In 1935, Jerzy Tumaniszwili, through the recommendation of General Alexander Zakariadze, a Georgian in the Polish service, was enrolled in the Polish Naval Academy. In 1938 Tumaniszwili received the rank of second lieutenant of the Polish navy. During World War II, he served as an artillery officer on the ORP Burza, OF Ouragan, ORP Krakowiak, and ORP Piorun. He participated in various combat missions, including the Norwegian Campaign, the Battle at Calais, the Atlantic Convoys, the actions in the Bay of Biscay, and the D-Day operations. He was wounded in combat in 1942 during battle with enemy torpedo boats. In 1944, Tumaniszwili was promoted to captain of the Polish navy.

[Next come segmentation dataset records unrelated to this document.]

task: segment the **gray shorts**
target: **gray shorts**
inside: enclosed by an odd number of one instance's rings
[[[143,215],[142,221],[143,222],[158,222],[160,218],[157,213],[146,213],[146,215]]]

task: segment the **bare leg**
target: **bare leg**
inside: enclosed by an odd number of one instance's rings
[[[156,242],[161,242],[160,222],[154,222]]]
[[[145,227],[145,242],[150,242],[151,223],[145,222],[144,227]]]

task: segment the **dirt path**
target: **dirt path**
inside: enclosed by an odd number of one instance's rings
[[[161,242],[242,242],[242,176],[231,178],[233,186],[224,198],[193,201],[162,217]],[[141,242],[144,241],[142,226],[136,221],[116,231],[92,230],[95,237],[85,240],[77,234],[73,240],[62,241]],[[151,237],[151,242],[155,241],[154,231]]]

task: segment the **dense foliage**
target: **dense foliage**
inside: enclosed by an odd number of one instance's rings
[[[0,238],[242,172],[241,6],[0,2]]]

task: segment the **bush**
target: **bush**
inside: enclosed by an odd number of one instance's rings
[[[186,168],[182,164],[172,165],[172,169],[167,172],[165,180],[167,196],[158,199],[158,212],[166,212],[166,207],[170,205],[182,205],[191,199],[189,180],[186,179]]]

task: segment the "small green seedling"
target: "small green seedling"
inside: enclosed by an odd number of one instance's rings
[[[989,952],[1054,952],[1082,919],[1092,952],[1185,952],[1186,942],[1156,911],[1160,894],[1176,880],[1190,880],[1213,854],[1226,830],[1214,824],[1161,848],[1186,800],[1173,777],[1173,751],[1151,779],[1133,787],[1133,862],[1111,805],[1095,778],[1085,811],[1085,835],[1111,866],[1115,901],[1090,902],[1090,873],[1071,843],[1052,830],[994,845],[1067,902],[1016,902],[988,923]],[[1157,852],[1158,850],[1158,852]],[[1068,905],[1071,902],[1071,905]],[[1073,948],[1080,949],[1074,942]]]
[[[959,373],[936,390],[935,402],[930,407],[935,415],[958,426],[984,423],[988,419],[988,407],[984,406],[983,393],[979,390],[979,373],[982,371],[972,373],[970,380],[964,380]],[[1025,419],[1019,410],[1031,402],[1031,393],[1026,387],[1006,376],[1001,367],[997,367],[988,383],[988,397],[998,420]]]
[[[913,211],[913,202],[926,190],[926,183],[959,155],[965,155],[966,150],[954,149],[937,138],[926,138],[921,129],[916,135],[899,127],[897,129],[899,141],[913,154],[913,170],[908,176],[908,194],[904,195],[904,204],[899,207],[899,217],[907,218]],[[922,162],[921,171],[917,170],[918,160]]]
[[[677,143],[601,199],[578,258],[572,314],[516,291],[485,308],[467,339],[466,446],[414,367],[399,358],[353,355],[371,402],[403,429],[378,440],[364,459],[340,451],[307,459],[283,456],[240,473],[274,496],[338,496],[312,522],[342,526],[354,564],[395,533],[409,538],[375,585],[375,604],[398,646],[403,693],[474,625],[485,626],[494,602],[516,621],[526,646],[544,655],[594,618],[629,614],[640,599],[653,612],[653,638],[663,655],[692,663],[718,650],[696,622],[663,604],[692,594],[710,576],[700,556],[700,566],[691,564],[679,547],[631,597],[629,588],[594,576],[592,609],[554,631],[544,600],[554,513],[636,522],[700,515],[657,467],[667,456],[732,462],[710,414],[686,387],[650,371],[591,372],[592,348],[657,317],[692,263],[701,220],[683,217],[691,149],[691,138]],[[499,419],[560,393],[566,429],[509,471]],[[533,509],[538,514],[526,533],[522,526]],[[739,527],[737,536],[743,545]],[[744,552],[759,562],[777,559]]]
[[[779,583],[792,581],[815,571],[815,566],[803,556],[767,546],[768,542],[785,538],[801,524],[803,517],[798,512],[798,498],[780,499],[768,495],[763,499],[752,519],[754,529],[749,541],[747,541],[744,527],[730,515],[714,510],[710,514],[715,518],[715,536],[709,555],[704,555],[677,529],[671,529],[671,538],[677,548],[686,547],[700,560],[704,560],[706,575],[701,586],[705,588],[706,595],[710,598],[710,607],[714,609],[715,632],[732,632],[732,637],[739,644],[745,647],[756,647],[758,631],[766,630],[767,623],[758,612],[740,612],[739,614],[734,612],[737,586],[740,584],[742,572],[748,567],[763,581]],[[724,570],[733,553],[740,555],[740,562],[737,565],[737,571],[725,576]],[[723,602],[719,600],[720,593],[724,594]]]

In 1950, Tumaniszwili left Communist Poland for the United States, where he ran an enterprise, producing disposable needles. He also wrote for the local Polish press and participated in the émigré Polish organizations, including the New York City-based Józef Piłsudski Institute of America. In 1990, the president of Poland in exile, Ryszard Kaczorowski, gave him a promotion to lieutenant commander. In 2008 he received the honorary rank of rear admiral from President Lech Kaczyński. He was decorated with Virtuti Militari, Polonia Restituta and other orders. Tumaniszwili died at age 93 in Florida in 2010.